This is a common scenario at ByteFuse, where we are tasked with finding practical applications for machine learning systems before devoting all of our time and resources to the machine learning system. We want you to feel this rush right now. Take advantage of our models (or don't) and impress us with your work! We will not be judging how well the machine learning component works, but rather how novel the idea is and how well your product works as a concept.

This notebook will serve as a guide on how to use some of the utility functions provided. If you want inspiration on methods that you could use to fine these models, refer to our introduction notebook on multimodal search [here](https://colab.research.google.com/github/ByteFuse/indabax-2021/blob/main/multimodal-search/bytefuse_indabax_multimodal_search_intro.ipynb).

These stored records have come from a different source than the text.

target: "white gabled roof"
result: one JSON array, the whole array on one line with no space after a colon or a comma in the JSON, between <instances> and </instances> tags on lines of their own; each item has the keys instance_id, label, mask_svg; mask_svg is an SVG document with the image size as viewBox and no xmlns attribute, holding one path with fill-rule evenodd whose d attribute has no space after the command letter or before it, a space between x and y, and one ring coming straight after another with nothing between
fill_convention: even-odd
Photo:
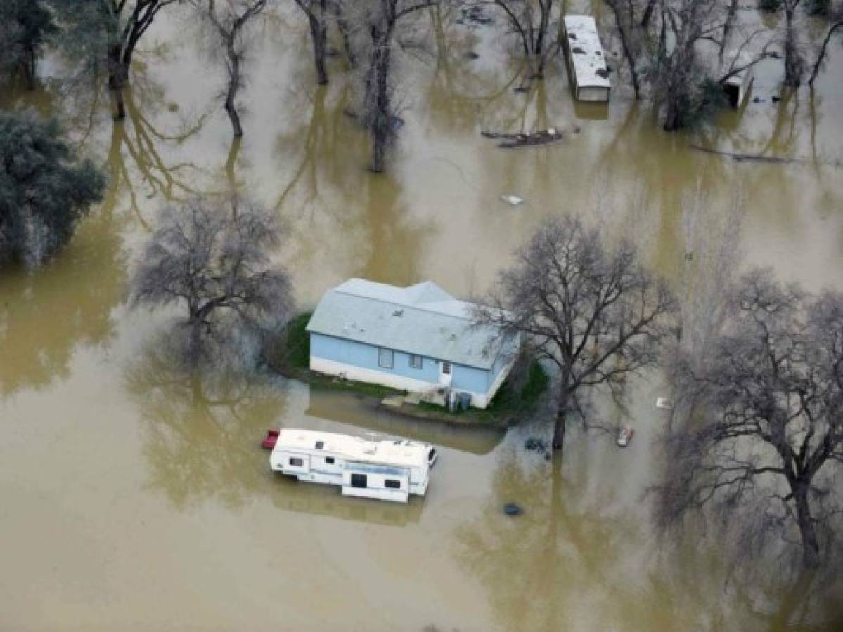
<instances>
[{"instance_id":1,"label":"white gabled roof","mask_svg":"<svg viewBox=\"0 0 843 632\"><path fill-rule=\"evenodd\" d=\"M566 15L570 56L580 88L609 88L609 72L604 58L597 23L590 15Z\"/></svg>"},{"instance_id":2,"label":"white gabled roof","mask_svg":"<svg viewBox=\"0 0 843 632\"><path fill-rule=\"evenodd\" d=\"M317 442L322 442L321 448L316 448ZM373 442L336 433L283 428L272 451L324 452L347 461L397 467L424 467L427 465L427 454L432 447L429 443L418 443L407 439Z\"/></svg>"},{"instance_id":3,"label":"white gabled roof","mask_svg":"<svg viewBox=\"0 0 843 632\"><path fill-rule=\"evenodd\" d=\"M502 340L497 327L472 326L474 307L431 281L400 288L352 279L325 292L307 331L488 369Z\"/></svg>"}]
</instances>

# Setting up the environement

In [None]:
import os
import argparse
import random
from tqdm import tqdm

import numpy as np
import pandas as pd
import matplotlib.pyplot as plt

import librosa

import torch
import torch.nn as nn
import torch.nn.functional as F
import torchvision

import IPython.display as ipd

# if you are in the same directory as the utils file
from utils import process_audio, process_image, return_pretrained_models

In [None]:
def draw_subplots(data):
    
  plt.figure(figsize=(10,10))

  plt.subplot(2, 2, 1)
  plt.imshow(data[0], cmap='gray')
  plt.axis('off')

  plt.subplot(2, 2, 2)
  plt.imshow(data[1], cmap='gray')
  plt.axis('off')

  plt.subplot(2, 2, 3)
  plt.imshow(data[2], cmap='gray')
  plt.axis('off')

  plt.subplot(2, 2, 4)
  plt.imshow(data[3], cmap='gray')
  plt.axis('off')
  plt.show()

# Loading in our pretrained models

As mentioned above, our research scientist has managed to train a speech and image model, to a relatively ok state. This means that a lot of improvement can be made on them, but it is not nescarry to only build a POC to show the idea for your product. 

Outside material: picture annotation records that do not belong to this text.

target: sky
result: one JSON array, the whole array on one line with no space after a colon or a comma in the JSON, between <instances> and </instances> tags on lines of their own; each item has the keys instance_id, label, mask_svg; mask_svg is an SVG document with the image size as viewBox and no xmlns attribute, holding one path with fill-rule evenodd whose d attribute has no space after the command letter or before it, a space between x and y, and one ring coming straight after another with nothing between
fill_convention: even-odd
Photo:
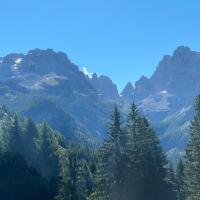
<instances>
[{"instance_id":1,"label":"sky","mask_svg":"<svg viewBox=\"0 0 200 200\"><path fill-rule=\"evenodd\" d=\"M121 90L180 45L200 51L199 0L0 0L0 56L63 51Z\"/></svg>"}]
</instances>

But remember, if you want to improve on them then go for it!

In [None]:
# load the models with the utility function
audio_model, image_model = return_pretrained_models(root_path_to_weights='./model_weights/')

# Creating a mini database of flickr audio and image

Here we will sample from data from the flickr dataset and generate representations for them, and add it to our "database" that we can use when we build a search engine.

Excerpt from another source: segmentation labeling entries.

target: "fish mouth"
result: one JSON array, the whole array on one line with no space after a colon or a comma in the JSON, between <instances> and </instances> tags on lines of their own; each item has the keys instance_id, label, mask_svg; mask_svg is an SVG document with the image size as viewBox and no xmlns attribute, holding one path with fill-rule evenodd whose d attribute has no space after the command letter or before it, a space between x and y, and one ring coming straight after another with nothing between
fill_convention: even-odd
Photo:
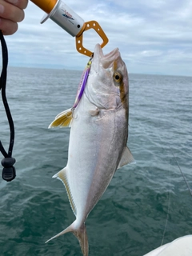
<instances>
[{"instance_id":1,"label":"fish mouth","mask_svg":"<svg viewBox=\"0 0 192 256\"><path fill-rule=\"evenodd\" d=\"M102 49L99 44L94 47L94 58L99 59L104 68L109 68L113 65L114 62L118 58L120 52L118 48L115 48L107 54L103 54Z\"/></svg>"}]
</instances>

Below we read in our data and show what was used for training, and what was used for validation and testing during the research scientists model training phase. For our database, we will take all the validation and test cases.

In [None]:
# if you have downloaded the data using the top cell of the notebook to your current folder
df = pd.read_csv('./bytefuse_challenge_flickr_meta.csv')
df

In [None]:
df = df[df.split.isin(['test'])]

Of course the below can be sped up by batching you data and some few other trick, but that is left for you to optimize.

In [None]:
audio_files = df.audio_file.values

representations = []
for audio_file in tqdm(audio_files):
    audio = process_audio(audio_path=f'./flickr_audio_8k/{audio_file[:-6]}/{audio_file}', original_sample_rate=16e3)
    with torch.no_grad():
        representations.append(audio_model(audio.unsqueeze(0))[0].numpy())
        
audio_embeddings = torch.tensor(representations)
audio_embeddings = F.normalize(audio_embeddings, p=2, dim=1)

In [None]:
image_files = df.drop_duplicates('image_file').image_file.values


representations = []
for image_file in tqdm(image_files):
    image = process_image(image_path=f'./flickr_audio_8k/{image_file[:-4]}/{image_file}')
    with torch.no_grad():
        representations.append(image_model(image.unsqueeze(0))[0].numpy())
        
image_embeddings = torch.tensor(representations)
image_embeddings = F.normalize(image_embeddings, p=2, dim=1)

# Doing searches

The models were trained to find similar points using cosine similarity. Because we normalized our database in the code above, we can speed up big calculations over our database by doing matrix multiplications when we have a target embedding. 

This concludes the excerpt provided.